Archived Backgrounder

Introducing Full-Day Kindergarten

Ministry of Education

Full-day kindergarten is the next step in our plan to help our kids get a better education in kindergarten through Grade 3. It helps kids get the best possible start. We're helping make things better for students from their first day of school to their last - and every day in between.

Ontario's new full-day kindergarten program will help prepare children academically and socially for Grade 1. Children will develop the reading, writing and math skills they need earlier in their lives, so they can succeed in school and down the road.

This school year, full-day kindergarten will be available in nearly 600 schools.  In September 2011, it will be available in an additional 200 schools. That means, by 2011, up to 50,000 children will benefit from the program. It will be phased in over time, and all publicly funded elementary schools should have it in place by 2015-16. 

The list of schools that will offer the program in 2010-11 and 2011-12 is available at Ontario.ca/Kindergarten.  

An integrated day

Ontario is beginning to implement full-day kindergarten for four- and five-year-olds with a seamless and integrated day that includes:

  • An engaging, play-based educational program during the regular school day (for example, 9 a.m. - 3 p.m.)
  • Integrated programs before and after school hours designed to complement the regular school day. These are optional and are offered to parents for a reasonable fee, where there is enough demand. Subsidies will be available for some families based on need.

 At the nearly 600 schools where full-day kindergarten begins this September, parents can chose to remove their child for part of the day if that is what works best for them. Full-day kindergarten is not mandatory. Like existing kindergarten programs, parents will continue to have the choice about whether to enrol their four- and five-year olds in full-day kindergarten. In Ontario, children are required to attend school once they turn six years old. Although kindergarten is voluntary, 90 per cent of eligible children are enrolled.

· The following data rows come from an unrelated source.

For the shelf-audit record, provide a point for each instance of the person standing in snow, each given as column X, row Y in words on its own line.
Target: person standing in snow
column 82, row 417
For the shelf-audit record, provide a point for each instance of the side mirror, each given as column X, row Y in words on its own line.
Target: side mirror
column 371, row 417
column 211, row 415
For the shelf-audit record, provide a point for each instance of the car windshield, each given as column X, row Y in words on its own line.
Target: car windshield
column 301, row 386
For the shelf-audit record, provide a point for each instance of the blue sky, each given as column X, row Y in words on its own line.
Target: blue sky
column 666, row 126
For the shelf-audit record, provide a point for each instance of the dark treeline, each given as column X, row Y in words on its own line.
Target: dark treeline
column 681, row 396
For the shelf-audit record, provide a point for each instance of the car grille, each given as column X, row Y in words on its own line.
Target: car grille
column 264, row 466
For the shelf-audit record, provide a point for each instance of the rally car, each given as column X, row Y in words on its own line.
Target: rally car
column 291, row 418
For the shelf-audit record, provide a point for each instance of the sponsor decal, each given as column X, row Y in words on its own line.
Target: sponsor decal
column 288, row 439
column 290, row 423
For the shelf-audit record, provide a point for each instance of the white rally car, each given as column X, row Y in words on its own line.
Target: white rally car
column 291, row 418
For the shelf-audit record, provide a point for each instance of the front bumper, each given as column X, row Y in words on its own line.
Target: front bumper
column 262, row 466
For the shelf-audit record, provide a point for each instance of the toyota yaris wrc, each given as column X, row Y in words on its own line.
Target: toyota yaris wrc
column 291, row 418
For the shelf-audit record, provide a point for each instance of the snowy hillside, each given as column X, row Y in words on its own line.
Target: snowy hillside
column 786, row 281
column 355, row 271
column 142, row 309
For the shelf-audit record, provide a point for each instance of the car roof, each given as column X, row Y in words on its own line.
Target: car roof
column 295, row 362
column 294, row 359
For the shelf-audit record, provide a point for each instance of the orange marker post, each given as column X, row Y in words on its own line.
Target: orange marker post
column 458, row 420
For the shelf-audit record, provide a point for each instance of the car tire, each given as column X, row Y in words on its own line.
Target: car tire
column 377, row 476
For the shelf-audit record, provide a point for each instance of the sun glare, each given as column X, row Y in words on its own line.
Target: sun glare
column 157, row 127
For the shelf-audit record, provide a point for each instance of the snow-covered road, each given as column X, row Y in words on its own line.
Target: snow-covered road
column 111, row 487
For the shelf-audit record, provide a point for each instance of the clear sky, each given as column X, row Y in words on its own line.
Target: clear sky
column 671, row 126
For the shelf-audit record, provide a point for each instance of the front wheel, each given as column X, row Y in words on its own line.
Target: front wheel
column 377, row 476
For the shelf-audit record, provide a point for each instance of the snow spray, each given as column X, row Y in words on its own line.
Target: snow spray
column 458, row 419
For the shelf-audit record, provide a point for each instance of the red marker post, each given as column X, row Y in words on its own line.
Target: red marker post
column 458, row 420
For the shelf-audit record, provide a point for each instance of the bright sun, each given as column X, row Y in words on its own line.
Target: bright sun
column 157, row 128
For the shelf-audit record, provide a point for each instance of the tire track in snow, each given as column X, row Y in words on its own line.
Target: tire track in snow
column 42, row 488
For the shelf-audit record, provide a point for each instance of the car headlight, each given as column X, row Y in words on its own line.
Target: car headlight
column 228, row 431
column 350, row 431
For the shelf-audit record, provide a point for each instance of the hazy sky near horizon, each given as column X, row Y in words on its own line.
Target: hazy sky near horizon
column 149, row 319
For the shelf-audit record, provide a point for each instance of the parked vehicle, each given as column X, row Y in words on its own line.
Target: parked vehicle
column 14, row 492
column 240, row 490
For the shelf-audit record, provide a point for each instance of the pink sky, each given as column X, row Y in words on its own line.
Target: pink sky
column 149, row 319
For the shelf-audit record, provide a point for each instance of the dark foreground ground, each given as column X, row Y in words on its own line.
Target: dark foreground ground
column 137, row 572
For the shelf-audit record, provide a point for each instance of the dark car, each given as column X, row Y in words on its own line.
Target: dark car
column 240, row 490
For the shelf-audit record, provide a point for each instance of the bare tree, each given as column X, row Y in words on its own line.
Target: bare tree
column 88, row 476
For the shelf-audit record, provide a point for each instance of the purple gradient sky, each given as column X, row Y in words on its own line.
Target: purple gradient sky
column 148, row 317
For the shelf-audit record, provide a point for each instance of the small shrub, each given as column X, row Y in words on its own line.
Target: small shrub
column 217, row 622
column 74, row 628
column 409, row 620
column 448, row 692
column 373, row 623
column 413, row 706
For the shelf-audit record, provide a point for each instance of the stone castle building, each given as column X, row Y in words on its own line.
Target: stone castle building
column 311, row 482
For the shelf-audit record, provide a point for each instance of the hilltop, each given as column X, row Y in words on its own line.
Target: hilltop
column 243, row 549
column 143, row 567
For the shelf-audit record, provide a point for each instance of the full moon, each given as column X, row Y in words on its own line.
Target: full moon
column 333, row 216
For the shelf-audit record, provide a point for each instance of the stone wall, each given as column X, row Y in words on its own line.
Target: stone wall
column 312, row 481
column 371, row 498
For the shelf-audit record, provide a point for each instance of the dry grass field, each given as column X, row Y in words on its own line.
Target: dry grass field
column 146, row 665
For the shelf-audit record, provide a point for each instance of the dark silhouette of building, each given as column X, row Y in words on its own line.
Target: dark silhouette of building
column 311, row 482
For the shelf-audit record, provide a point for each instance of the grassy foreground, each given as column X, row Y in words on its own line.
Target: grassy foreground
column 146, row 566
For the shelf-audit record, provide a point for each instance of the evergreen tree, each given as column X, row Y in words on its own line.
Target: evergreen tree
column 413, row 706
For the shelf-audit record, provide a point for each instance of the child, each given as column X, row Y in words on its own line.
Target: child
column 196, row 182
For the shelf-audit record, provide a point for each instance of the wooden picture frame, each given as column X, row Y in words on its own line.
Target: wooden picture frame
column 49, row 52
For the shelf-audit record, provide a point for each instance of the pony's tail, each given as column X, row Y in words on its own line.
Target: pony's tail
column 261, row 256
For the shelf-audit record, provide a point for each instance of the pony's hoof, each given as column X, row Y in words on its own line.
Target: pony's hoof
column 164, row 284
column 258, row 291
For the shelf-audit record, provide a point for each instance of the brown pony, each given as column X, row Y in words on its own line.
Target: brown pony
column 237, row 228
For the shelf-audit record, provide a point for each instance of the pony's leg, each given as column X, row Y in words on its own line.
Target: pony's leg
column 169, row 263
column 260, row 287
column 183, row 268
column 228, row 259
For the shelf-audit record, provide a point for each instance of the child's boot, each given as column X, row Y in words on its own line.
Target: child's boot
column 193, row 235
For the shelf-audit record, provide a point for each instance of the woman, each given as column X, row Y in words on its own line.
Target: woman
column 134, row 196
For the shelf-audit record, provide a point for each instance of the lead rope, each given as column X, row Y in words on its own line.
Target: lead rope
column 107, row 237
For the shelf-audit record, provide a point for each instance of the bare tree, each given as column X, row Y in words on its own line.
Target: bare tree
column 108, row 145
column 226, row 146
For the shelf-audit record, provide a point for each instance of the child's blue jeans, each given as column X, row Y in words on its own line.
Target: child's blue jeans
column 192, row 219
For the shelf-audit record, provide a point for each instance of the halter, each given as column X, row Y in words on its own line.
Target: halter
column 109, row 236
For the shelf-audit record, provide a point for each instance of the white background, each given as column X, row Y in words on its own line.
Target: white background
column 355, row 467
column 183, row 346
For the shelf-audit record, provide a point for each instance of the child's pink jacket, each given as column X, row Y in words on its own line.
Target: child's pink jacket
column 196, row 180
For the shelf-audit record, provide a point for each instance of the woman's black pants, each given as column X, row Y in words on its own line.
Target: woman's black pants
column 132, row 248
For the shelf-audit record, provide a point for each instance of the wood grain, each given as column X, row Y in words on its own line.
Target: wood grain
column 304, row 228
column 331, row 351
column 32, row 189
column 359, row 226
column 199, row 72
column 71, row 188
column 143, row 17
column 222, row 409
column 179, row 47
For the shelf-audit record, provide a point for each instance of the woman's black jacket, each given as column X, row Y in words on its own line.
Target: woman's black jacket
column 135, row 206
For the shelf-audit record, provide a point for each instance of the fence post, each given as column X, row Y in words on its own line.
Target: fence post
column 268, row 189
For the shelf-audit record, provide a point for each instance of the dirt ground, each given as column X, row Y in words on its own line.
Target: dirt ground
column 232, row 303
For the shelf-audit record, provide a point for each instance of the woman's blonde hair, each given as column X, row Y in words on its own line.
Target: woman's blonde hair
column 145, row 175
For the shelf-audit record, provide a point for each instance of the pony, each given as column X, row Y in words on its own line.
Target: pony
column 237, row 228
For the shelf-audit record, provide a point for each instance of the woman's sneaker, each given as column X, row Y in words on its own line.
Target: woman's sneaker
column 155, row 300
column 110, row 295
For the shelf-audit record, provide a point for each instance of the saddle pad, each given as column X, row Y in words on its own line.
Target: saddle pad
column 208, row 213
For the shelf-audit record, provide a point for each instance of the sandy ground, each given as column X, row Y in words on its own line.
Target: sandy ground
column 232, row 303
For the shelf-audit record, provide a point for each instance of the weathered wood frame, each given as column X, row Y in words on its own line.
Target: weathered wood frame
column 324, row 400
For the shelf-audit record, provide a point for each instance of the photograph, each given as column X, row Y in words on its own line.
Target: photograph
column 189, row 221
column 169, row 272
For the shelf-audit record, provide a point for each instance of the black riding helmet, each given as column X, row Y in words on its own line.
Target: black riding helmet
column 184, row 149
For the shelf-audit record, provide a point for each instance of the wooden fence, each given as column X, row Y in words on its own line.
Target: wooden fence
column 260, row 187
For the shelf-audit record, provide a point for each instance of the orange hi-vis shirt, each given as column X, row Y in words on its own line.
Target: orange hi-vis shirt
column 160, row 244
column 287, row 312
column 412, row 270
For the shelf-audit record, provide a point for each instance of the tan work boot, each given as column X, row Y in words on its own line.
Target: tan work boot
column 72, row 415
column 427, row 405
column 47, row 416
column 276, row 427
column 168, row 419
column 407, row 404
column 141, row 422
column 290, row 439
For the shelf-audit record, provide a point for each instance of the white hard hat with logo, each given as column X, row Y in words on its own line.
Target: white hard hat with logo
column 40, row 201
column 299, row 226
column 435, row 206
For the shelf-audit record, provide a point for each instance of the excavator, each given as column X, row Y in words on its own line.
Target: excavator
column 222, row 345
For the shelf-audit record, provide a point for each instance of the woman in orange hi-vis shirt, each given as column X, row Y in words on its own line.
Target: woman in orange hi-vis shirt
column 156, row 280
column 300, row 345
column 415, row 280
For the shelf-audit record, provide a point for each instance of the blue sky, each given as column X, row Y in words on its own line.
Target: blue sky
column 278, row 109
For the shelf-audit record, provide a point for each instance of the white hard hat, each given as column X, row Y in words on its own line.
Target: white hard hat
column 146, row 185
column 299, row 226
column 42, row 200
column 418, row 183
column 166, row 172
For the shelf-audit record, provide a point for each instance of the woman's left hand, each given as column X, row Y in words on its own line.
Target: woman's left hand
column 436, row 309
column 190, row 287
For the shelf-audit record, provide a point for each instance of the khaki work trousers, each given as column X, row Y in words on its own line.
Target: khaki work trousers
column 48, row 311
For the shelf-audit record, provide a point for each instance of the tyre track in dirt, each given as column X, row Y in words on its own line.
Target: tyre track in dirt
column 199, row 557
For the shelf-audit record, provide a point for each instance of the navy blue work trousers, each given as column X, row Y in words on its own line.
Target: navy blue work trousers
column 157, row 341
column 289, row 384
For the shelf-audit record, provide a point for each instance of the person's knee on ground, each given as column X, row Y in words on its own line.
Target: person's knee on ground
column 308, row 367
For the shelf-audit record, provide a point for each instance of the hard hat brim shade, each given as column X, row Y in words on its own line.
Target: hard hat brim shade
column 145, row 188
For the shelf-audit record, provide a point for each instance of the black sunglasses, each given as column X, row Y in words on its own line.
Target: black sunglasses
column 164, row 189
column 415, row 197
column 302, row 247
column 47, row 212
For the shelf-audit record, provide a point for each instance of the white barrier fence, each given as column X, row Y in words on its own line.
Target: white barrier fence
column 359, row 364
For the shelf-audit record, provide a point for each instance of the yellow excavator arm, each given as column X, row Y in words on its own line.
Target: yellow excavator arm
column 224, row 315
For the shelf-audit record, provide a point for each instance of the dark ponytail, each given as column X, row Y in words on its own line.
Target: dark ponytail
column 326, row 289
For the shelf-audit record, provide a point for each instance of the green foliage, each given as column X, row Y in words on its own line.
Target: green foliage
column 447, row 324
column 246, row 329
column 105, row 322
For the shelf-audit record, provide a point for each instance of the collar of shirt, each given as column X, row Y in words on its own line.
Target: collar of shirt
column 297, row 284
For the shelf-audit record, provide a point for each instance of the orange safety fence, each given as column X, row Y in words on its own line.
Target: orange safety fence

Play-based learning throughout the day

Throughout the day, children will have opportunities to initiate play-based learning, as well as take part in more structured play-based learning under the guidance of a teacher and early childhood educator (ECE). Through play-based learning and small group instruction, children will develop a strong foundation for learning in all areas, including language and math. They will engage in healthy physical activities and the arts, and develop socially and emotionally through interaction with their peers and the educators who guide them.

How schools were selected

School boards worked with other local school boards and municipalities when determining which schools would offer full-day kindergarten this fall. Boards were also asked to consider:

  • Available space - school boards looked at which schools had classroom space available and did not require new additions or renovations.
  • Impact on existing local child care - school boards and municipalities worked together to consider the impact of sites selected on child care programs.
  • Local need - school boards considered the various needs of all the communities that they serve and how early learning could meet those needs. A portion of the first-year schools serve low-income neighbourhoods.